她晃了晃两人交握的手,“孟总这是要当跟屁虫啊?”

孟宴臣一本正经地点头,“嗯,专职跟班,拎包买单,隨叫隨到。”

——

许沁躺在床上,盯著天板发呆。

今天付闻樱的话还在耳边迴响,

“你和宋焰既然都订婚这么久了,准备什么时候拿证?我和你爸爸也好准备准备。

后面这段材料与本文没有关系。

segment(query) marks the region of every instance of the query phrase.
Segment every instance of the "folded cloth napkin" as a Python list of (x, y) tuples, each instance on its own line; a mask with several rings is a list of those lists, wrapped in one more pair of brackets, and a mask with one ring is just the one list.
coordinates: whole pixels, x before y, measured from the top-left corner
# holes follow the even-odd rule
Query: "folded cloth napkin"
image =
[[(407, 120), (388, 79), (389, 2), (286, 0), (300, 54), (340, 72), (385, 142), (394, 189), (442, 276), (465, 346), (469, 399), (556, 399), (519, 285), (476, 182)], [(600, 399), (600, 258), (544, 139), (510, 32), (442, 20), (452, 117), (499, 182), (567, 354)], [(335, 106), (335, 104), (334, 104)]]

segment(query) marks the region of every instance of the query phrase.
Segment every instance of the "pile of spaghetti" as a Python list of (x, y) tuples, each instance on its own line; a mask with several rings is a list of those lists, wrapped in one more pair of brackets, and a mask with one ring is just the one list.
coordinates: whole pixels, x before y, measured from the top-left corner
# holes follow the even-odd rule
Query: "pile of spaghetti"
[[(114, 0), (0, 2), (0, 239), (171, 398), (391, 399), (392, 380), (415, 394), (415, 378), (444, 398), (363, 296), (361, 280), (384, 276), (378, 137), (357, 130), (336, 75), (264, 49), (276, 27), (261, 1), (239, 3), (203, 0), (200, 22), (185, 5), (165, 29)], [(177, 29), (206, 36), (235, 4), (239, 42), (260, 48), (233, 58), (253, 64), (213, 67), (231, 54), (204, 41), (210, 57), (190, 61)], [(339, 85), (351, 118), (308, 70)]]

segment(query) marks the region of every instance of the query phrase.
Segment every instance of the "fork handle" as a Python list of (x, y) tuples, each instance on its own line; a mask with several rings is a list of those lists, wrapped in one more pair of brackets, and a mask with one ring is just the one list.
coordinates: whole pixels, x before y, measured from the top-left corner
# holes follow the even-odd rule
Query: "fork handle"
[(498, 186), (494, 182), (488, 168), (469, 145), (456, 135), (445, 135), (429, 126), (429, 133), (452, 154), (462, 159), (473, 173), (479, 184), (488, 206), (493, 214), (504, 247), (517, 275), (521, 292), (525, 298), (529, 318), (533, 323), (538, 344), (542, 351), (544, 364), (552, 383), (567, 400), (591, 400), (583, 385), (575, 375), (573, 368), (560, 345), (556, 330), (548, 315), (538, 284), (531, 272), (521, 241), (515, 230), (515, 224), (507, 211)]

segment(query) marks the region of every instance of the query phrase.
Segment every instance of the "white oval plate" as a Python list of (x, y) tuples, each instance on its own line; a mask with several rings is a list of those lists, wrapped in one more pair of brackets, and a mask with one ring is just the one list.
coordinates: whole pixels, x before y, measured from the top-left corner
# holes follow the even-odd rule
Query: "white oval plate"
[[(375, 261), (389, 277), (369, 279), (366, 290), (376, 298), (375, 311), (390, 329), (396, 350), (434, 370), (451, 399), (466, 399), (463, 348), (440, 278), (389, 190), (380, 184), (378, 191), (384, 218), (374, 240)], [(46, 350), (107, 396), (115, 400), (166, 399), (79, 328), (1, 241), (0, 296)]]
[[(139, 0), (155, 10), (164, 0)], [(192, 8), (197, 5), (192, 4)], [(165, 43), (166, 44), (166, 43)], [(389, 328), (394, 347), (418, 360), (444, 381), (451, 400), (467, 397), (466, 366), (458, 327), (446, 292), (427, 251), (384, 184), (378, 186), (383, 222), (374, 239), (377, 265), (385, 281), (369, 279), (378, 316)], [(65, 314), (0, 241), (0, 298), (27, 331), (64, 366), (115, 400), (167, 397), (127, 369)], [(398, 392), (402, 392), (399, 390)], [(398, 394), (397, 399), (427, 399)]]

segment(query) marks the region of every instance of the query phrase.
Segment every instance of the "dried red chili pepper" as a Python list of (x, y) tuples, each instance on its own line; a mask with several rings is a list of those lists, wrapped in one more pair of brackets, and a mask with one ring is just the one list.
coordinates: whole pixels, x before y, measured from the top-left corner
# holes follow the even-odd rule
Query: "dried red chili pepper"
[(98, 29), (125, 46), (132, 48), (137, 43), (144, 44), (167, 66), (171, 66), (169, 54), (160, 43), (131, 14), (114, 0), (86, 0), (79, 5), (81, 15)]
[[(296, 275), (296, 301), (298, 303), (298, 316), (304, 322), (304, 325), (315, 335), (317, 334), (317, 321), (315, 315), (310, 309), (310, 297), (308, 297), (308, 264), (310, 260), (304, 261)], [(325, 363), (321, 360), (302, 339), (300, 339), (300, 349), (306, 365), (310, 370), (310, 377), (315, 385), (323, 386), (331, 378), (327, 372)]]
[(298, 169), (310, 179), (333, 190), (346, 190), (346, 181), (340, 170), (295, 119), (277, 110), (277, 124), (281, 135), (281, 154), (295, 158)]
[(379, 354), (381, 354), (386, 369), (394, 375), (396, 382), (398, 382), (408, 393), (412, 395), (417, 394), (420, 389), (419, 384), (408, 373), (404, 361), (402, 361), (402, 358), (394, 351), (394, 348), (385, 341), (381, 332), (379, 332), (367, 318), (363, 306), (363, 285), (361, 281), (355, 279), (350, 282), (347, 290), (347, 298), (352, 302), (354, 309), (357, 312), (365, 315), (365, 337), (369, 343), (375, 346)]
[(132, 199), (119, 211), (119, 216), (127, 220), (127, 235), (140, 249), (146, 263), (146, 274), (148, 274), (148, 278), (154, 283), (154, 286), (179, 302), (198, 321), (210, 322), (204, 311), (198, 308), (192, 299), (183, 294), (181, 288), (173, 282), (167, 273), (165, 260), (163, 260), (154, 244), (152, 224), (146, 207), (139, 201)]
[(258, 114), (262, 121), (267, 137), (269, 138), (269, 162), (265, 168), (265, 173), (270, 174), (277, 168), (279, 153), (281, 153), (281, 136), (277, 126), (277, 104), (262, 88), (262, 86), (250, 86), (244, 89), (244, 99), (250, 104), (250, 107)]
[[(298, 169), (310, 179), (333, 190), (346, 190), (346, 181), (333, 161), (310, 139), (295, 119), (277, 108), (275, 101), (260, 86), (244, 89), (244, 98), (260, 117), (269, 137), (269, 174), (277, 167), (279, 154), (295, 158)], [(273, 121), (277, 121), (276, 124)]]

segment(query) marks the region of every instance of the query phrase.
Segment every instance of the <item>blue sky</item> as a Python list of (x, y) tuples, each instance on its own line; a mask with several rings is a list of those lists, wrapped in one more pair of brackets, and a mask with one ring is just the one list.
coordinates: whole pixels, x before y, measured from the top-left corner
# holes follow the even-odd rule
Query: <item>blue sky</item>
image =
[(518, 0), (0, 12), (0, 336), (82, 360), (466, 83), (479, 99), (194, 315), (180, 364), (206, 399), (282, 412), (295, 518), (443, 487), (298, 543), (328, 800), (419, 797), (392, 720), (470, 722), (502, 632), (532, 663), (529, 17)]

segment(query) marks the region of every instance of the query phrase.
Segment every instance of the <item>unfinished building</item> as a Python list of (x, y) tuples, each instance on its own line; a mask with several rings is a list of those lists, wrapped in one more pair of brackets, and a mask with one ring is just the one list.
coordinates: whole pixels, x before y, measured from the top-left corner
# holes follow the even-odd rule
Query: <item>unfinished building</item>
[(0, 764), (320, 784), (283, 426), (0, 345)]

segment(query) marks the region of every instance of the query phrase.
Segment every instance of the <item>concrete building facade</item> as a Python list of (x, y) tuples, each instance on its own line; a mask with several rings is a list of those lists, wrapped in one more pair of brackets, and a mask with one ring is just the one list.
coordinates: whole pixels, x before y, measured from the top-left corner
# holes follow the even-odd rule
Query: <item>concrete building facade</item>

”

她翻了个身,脑海里不由自主地浮现出最近和宋焰相处的点点滴滴——

两人经常为了二十万债务跟她大吵一架,约会时总带她去街边小店,甚至连订婚戒指都选了最便宜的款式。

而记忆里孟宴臣对她的好却越发清晰起来——

她隨口提一句喜欢某品牌的限量款包,第二天就会出现在她衣帽间;

她生理期不舒服,孟宴臣会记得给她煮红薑茶;

她加班,他会让司机准时等在医院楼下

——如果当初选择的是孟宴臣

这个念头一闪而过,许沁猛地攥紧了被子。

就在这时,床的另一侧陷了下去——

宋焰躺了下来,身上还带著淡淡的沐浴露的香气。

许沁正准备开口谈延迟领证的事,却听见宋焰先开了口——

“沁沁,我有件事想和你商量一下”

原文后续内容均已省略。